ひょっとして、働かない風紀委員長の尻拭いで動いているせいで、風紀副委員長との遭遇チャンスが潰れて、ぜんぜんフラグが立たなかったのかな、と、今更ながらあたしは思い至る。
「度々に風紀委員会の会議で噂に上がってた、姫ちゃんの活躍も知らないって事は、だ。もう、何週間も前に決まった、あんたの事役員から降ろすって話もー、ひょっとしてお聞きでない?」
「……なん、だと!!」
首を傾げる風紀副委員長に、目を見張る風紀委員長。
「まあ、聞いてても聞いてなくても、何ヶ月もサボりまくった女の尻追い掛けてる野郎はー、降ろす事はもう全会一致で決まった事でっすがー」
そうしてカレは、あたしが落とせなかった風紀副委員長こと、会津礼は、目の前の男を嗤う。
「はあ、まあいいや。とにかくー。ここに居る勘違いヤローども、ちゅうもーく。学内の監視カメラにも記録なーし、俺ら定期の見回りにも、冷清院桜姫主導の、虐め現場を一度も! 確認しておりません! で? どやって姫ちゃんてば、完全、パーフェクトに、マーヴェラスに!! 百台以上の監視カメラ、総員数十名からなる俺達風紀委員から隠れて、棚橋虐めを完遂した訳? 姫ちゃん……実は、凄い技術でも持ってる、天才犯罪者か何かなの?」
だとしたらすげえ、と、ニヤニヤ笑う会津礼。
誰も、なにも言えずに、静まり返る裏庭。
ヒロイン泣き真似中だけど、冷や汗が出てきたよ……。
再び、悪役令嬢、いや桜姫が、口を開いた。
「……砺波家は冷清院家一門の中でも、砺波警備保障、つまり警備会社を経営しております。それはご存じね?」
「あ、ああ……?」
いきなりの説明口調に、怪訝と返す風紀委員長。
「砺波家の二人は、学生身分ですが、同時にわたくし付きの学内での守護役です。身辺の警護、周囲に近づく者らのチェックなど、私的なものですが、そういった役目を彼らは負っています」
「……知っているが」
わたしは知らないよ。そんなご大層なのを連れてるの? 金持ちって大変だね。
「その役目上、ネット回線を通し、警備会社と連携しながら、学習時間以外の休憩時には、常に警備の関係で音声付きでカメラを回しております。これは学園側にも了承を得た警備で護衛です。それから、虐めや犯罪防止に、学校内各所には防犯カメラを設置されている事はご存じね? 入学生へ向けたパンフレットにもありますし、生徒手帳の記載もある事ですし」
「……当然だ」
え、なにそれ。ヒロインは、しらない、よ……?
「結構です。
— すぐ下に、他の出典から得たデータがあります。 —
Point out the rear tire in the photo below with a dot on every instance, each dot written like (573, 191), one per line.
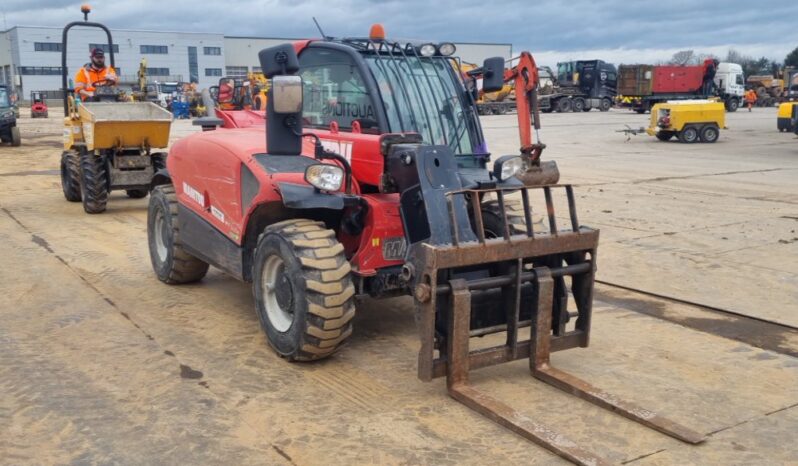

さて、わたくしのガードである二人の砺波、彼らの所持するカメラのそのログは、改竄不能、消去不能の状態で警備会社に保存されております。愛宕様、ここ数ヶ月の二人のログを提出する事も可能ですが、それ程わたくしが信用ならぬなら、わたくしの学内の全行動の記録映像を、ごらんになられますか」
「……え?」
わたしも、そして風紀委員長も。
身の潔白を晴らすべく、全行動ログを提示すると言われて、今度こそ固まった……。